A value proposition is a short phrase that states what value you bring to the world. It can be easier to craft a value proposition when we’re doing things like teaching writing or selling courses or meeting a real, tangible need in the writer world. We’re going to have to work a little harder when we’re not.
One of the holes I most like to fill with my nonfiction is the hole that says “I am alone.” I write honestly about life with six boys, and I turn it into a humorous, lighthearted offering on my parenting humor blog. I write about serious issues like anxiety and body image and depression and loss, and I help people feel less alone in their struggles. People find solidarity, and they are encouraged, and this is a valuable thing.
So, in crafting our value proposition, we have to think about what our art will do for the world. Will it encourage? Will it entertain? Will it offer humor to a dark world? Will it tell the whole truth?
Without a value proposition, we can get lost in weeks of invisibility. No one seems to care what we’re doing, and we start to wonder why we’re doing it. But value propositions can remind us that there really is a reason.
4 Steps to Creating Your Own Value Proposition
1. Define who you are.
Are you a storyteller? Are you a truth teller? Are you a fellow traveler? A sage? A muse? What makes you unique? Come up with who you are to your “tribe,” and you’re well on your way.
2. Determine who your audience is.
You’ll hear it all over the place, and it’s true: The wider your audience, the less influence you have. If we can narrow things down a little, we’ll be able to reach a wider audience, which doesn’t really make sense in the math of it, but it does, a little, in the marketing sense of it. Lots of people say they’re for everyone. Not a lot of people are saying they’re writing a humor parenting column for moms who only have boys. Niching down is scary. I know. It was for me. But sometimes it’s the best thing we can do. I felt much more focused when I niched down This Writer Life to be parents who are time starved and still trying to pursue a writing career.
Who is going to listen to you? Who do you most want to help. If you say, “Everyone,” you will help no one.
3. Figure out what you will help people do.
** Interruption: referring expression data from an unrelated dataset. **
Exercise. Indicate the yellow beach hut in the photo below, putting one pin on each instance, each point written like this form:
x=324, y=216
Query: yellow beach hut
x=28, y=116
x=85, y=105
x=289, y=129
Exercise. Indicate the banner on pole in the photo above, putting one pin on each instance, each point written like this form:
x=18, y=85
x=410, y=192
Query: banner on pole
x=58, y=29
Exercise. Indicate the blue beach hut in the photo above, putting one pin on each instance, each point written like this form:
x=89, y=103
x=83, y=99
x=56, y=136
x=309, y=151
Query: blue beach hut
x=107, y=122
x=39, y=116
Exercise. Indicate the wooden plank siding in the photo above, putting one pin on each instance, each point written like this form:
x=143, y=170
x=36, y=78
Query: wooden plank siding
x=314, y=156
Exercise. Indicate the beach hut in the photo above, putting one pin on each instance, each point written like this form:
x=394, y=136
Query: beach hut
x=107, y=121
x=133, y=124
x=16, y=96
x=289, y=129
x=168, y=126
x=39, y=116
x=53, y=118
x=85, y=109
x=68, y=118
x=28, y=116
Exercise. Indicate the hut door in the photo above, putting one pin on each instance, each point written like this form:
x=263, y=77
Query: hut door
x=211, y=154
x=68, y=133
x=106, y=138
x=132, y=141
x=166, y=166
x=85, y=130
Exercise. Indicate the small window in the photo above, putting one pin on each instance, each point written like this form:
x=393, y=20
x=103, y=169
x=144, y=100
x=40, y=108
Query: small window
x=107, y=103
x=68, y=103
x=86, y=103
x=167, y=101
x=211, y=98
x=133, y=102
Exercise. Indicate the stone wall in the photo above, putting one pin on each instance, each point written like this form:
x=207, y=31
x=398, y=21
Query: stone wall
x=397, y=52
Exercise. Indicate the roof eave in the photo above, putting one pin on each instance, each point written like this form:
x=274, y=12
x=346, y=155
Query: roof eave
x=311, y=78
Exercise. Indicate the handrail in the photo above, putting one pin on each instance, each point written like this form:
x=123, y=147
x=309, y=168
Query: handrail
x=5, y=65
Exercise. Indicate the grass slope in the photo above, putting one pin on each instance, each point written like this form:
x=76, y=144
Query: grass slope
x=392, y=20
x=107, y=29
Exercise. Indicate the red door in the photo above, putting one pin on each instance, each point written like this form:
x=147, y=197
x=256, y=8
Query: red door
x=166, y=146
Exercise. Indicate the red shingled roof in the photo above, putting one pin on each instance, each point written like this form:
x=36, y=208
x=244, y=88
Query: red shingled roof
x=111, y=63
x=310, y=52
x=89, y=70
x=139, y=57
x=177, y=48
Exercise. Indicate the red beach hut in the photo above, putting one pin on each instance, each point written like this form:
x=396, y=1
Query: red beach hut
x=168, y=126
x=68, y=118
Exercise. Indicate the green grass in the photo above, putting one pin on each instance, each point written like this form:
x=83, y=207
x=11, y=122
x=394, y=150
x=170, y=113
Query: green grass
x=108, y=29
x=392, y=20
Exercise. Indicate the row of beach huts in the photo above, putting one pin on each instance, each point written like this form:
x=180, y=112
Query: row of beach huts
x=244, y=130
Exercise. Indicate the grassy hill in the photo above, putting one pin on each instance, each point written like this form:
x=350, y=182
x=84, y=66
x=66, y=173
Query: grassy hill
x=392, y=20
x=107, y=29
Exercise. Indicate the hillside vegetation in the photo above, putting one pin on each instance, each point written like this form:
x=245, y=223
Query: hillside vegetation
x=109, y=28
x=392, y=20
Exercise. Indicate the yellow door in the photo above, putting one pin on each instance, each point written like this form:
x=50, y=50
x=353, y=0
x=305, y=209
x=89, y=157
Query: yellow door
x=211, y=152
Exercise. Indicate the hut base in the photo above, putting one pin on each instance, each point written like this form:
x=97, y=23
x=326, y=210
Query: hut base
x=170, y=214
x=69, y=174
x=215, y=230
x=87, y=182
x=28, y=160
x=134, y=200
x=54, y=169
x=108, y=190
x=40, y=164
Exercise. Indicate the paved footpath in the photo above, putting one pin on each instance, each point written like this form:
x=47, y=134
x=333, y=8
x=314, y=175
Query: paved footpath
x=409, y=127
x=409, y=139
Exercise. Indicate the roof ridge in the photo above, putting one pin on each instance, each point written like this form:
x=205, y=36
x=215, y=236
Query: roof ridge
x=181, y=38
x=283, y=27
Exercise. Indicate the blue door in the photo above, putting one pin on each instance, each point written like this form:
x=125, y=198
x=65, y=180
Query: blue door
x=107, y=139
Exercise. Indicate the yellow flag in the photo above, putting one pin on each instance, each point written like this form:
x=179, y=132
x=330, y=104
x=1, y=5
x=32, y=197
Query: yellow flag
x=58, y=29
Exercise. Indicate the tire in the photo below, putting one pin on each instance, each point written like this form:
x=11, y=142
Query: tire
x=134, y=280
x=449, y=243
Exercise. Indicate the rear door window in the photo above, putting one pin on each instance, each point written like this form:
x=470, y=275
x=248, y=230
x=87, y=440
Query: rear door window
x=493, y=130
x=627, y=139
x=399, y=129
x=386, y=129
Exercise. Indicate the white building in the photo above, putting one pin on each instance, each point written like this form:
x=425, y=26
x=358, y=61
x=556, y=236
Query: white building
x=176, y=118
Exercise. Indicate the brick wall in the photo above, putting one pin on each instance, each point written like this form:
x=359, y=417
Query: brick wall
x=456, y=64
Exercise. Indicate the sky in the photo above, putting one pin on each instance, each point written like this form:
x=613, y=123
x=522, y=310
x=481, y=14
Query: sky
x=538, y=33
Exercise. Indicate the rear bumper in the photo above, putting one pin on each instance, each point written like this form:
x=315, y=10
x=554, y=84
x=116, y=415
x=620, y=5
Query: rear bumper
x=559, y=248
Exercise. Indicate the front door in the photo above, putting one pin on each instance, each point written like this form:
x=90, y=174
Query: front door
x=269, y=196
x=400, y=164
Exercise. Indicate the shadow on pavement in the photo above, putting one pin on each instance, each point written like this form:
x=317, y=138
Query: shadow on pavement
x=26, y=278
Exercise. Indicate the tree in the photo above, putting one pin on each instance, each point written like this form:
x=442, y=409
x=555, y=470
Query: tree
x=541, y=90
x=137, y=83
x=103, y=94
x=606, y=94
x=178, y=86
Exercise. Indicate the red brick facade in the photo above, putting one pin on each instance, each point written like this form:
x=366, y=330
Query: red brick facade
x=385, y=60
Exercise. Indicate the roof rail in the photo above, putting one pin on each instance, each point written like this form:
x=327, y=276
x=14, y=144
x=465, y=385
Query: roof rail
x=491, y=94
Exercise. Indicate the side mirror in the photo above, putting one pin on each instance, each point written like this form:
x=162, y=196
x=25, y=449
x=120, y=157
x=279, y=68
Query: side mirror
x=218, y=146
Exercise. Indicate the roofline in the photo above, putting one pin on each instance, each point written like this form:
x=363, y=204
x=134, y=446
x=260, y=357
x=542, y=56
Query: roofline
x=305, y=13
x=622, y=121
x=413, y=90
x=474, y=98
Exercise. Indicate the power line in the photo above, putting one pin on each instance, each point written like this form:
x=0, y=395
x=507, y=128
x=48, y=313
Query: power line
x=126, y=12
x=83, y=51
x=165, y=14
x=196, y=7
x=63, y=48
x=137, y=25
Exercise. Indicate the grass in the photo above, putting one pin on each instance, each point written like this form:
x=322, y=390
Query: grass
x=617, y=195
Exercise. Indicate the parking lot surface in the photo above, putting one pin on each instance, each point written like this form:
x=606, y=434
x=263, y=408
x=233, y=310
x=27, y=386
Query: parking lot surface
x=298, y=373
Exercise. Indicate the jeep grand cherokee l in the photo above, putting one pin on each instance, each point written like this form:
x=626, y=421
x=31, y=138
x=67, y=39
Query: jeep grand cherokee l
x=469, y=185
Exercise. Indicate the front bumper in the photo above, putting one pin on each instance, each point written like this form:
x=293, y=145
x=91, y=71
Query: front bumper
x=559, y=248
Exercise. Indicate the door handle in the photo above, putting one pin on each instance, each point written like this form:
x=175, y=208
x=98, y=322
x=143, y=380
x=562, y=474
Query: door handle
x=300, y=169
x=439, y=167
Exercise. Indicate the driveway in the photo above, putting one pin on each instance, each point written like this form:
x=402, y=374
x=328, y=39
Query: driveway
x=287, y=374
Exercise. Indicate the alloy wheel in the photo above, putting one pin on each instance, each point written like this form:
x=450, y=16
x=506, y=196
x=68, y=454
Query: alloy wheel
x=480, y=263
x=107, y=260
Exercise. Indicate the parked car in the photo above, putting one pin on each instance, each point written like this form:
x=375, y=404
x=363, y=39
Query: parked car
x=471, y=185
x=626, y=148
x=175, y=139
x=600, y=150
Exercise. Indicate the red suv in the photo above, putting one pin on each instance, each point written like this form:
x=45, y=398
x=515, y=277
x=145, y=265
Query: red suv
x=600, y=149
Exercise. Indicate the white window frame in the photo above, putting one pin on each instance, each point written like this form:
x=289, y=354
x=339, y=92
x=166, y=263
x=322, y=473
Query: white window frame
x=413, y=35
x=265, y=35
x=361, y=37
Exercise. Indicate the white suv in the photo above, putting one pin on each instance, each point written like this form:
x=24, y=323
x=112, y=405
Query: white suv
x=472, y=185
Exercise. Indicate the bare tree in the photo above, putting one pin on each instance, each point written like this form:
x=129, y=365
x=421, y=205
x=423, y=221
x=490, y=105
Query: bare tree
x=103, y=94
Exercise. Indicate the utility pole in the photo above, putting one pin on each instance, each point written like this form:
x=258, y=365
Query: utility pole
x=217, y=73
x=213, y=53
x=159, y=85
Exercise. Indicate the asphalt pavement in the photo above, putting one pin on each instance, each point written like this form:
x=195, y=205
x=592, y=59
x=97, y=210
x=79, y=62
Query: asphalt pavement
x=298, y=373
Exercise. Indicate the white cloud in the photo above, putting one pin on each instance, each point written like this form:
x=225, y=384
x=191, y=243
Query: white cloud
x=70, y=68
This could be anything as abstract as providing a new insight to readers or invoking a laugh to something more tangible, like learning how to use WordPress or self publish a blog post or write effective copy. Sometimes it’s hard to see what we will help people do when we’re on the entertainment, novel-writing side of it, but if we look closely enough, it’s possible. There is something unique that we bring to this world, and no one else can do it like we can. People can buy transformation they hope will happen in their life just as surely as they can buy a course on writing faster.
What unique thing do you have to offer in the world of entertainment?
4. Put it all together.
My value propositions for my platforms look like this:
Fiction writing/Wing Chair Musings blog:
I am a storyteller. I help readers who are curious, open-minded and seeking authenticity grasp new insights on life, love and family so they can remember and embrace the truth that already lives inside them.
Crash Test Parents (humor blog):
I am a mom of six boys. I help boy moms understand that the best way to survive life with boys is with a sense of humor, so that they can fully embrace the wildlings they’ve been given.
This Writer Life:
I am a parent writer. I provide productivity, publishing and writing advice to time-starved parents so that they can pursue a writing career in the margins of their parent life.
By far, the easiest one of those to write was This Writer Life, because it has more tangible benefits. But entertainment can have value propositions, too, and it’s worth it to do this work.
These aren’t perfect value propositions. They will probably shift and change over the years. But they’re a good start.We can do a whole lot with a good start.
Value propositions help you get clear on who you want to be and what you need to do to get there. Put yours together, and watch your focus completely change.